Wow, I'm glad someone resurrected the thread...very nice conversion!


----------



## billyjuan (Jan 14, 2004)

well the front dosent look that bad, but the back looks fucking ugly, beeing serious about tooo. change the back


----------



## Asleep (Jan 19, 2003)

not meaning to knock it... but it still looks like an altima to me.


----------



## altima25s (Feb 26, 2003)

Javon said:


>




damn dawg...from the front its hot...from the side its ok...from tha back...it looks like those new chevy impala


----------



## dmonger (Aug 27, 2003)

altima25s said:


> damn dawg...from the front its hot...from the side its ok...from tha back...it looks like those new chevy impala



ACtually the new Impalas look like Skylines. But these are very old pics.


----------



## OPIUM (Aug 18, 2002)

not a big fan of it. Now if it had an rb26dett to go with those GT-R badges, then it would be something

I think my friend followed the lines of the r34 better even though his car is not my style:


----------



## Asleep (Jan 19, 2003)

OPIUM said:


> not a big fan of it.
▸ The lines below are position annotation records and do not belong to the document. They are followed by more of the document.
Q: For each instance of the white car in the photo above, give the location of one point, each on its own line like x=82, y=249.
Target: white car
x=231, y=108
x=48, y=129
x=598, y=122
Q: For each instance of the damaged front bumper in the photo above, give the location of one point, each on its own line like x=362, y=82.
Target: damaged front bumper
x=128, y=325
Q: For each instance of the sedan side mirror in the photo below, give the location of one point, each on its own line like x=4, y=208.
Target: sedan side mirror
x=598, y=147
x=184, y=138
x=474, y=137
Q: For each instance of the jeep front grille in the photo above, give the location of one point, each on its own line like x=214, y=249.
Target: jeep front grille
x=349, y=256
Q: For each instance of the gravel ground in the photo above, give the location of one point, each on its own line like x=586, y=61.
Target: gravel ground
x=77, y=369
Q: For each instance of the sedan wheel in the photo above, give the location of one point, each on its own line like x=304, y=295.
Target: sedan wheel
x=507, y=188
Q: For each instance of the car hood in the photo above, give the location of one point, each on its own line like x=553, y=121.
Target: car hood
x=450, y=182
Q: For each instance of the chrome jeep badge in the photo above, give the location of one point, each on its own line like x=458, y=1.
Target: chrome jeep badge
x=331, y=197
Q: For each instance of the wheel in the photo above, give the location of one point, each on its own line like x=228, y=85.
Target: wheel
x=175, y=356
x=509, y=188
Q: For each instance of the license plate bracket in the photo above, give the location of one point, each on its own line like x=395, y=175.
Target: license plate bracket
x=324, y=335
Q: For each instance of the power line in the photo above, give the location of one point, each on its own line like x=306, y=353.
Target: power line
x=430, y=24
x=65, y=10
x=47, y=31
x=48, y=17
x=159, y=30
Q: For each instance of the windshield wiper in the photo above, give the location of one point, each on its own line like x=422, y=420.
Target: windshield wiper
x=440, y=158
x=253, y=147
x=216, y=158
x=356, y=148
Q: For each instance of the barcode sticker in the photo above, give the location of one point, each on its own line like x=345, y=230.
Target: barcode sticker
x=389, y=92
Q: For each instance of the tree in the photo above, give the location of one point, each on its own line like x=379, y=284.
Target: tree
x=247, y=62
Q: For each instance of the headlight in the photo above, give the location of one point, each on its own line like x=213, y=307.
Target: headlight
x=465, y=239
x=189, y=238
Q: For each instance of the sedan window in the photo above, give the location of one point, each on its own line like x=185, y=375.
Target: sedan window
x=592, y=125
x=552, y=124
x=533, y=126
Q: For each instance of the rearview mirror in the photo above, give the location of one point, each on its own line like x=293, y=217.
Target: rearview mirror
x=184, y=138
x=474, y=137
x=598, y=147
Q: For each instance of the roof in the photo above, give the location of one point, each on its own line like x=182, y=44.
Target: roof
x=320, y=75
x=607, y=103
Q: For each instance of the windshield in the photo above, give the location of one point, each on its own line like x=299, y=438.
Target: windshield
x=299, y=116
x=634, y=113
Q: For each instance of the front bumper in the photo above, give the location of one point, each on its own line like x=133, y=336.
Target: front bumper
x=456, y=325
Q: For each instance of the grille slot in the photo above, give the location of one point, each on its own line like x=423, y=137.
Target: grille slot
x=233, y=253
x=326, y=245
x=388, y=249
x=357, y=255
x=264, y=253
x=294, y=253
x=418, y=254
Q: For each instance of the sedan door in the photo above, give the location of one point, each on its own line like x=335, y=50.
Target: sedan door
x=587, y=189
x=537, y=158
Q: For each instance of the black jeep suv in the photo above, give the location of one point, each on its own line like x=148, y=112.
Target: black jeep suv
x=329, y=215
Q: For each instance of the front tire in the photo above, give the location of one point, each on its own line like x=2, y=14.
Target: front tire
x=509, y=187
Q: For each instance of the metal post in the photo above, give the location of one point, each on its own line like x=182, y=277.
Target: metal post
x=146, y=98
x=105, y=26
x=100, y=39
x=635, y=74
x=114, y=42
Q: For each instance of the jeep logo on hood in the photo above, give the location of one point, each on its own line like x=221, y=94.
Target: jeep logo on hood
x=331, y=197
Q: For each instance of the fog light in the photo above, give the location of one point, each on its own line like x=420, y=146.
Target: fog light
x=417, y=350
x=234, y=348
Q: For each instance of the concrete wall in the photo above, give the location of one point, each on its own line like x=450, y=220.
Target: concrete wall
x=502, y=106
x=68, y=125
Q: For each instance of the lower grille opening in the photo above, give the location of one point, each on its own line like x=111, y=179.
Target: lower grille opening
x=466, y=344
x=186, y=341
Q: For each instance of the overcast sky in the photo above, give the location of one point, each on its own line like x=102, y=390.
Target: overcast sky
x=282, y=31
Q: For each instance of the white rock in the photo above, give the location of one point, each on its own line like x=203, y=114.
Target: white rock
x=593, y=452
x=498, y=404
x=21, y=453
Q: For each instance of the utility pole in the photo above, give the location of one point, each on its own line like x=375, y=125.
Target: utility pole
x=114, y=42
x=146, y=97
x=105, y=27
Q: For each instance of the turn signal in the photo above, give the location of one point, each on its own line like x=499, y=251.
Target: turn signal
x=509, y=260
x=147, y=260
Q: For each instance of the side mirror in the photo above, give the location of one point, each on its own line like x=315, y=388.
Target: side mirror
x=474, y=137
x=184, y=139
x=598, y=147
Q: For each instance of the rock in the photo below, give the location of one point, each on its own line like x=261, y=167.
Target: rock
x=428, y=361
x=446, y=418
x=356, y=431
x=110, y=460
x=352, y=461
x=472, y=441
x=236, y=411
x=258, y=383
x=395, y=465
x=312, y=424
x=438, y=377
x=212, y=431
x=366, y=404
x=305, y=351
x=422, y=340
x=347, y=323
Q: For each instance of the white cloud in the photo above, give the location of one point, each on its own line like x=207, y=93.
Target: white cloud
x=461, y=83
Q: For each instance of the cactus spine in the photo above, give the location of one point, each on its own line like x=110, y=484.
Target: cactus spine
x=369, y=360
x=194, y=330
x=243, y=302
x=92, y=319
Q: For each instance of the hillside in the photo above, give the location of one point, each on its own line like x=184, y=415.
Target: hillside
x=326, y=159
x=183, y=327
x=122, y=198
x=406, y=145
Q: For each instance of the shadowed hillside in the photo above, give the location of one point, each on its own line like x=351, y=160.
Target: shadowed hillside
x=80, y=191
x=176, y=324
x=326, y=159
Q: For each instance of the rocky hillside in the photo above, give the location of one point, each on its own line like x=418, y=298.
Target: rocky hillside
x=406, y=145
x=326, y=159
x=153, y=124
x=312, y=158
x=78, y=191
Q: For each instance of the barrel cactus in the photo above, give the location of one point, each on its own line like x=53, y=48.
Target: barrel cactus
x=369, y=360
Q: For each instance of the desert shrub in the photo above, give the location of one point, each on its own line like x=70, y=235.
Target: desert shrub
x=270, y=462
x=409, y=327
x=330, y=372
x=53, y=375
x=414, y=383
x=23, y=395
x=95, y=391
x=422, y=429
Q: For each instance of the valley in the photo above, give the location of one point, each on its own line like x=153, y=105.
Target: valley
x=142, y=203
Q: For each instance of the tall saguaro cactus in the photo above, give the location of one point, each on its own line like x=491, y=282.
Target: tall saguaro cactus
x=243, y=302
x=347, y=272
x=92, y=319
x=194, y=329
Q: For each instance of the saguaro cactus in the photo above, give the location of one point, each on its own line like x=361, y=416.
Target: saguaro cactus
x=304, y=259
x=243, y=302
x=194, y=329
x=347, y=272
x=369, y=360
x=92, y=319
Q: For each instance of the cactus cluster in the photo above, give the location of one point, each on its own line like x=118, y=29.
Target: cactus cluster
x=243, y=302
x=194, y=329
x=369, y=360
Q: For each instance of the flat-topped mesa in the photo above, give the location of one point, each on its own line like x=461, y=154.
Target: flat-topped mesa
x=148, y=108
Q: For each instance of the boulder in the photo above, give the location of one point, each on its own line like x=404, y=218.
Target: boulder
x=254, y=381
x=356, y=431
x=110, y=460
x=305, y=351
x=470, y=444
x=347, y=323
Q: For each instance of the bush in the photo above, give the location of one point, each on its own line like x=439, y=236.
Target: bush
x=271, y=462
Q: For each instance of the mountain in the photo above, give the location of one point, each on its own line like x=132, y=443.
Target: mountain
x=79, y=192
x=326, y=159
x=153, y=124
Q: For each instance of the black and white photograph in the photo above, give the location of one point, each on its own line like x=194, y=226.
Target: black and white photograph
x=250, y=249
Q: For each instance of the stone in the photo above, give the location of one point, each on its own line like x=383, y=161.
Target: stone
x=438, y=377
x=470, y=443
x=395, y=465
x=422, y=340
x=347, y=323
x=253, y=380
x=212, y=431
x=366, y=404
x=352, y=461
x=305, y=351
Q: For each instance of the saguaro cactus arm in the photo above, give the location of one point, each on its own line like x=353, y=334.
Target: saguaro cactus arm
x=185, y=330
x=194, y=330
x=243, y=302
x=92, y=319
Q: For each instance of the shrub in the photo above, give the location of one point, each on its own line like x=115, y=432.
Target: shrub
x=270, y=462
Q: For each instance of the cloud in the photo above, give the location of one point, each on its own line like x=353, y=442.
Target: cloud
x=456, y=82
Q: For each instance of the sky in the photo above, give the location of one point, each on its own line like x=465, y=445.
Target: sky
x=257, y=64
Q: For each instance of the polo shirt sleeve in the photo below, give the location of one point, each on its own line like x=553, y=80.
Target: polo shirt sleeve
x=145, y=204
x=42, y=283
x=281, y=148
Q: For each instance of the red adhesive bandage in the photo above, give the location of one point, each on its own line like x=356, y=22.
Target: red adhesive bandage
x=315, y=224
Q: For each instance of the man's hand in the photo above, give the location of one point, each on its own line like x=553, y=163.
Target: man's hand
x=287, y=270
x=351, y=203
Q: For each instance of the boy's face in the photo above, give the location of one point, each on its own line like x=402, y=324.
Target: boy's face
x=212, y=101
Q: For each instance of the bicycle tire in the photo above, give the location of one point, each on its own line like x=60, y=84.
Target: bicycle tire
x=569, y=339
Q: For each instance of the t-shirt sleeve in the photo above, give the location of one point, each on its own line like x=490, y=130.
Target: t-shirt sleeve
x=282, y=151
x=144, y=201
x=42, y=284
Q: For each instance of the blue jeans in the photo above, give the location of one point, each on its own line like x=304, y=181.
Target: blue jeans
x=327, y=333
Now if it had an rb26dett to go with those GT-R badges, then it would be something
> 
> I think my friend followed the lines of the r34 better even though his car is not my style:


this car was out at the idrc at firebird both times my magazine covered the event. ive gotta say, the car looks much better on camera than it does in person though. if its not the same car, i take it back, but there arent too many cars out here in phx that are that shade of blue...


----------



## B11sleeper (Oct 15, 2003)

i was thinking impala too. but curvier some how...


----------



## x0dyssey (Mar 26, 2004)

booth cars look good, yea the altimas rear is nasty but only at the very bottom. but at elast is not a HONDA trying to be a nissan or volvo LOL nice cars


----------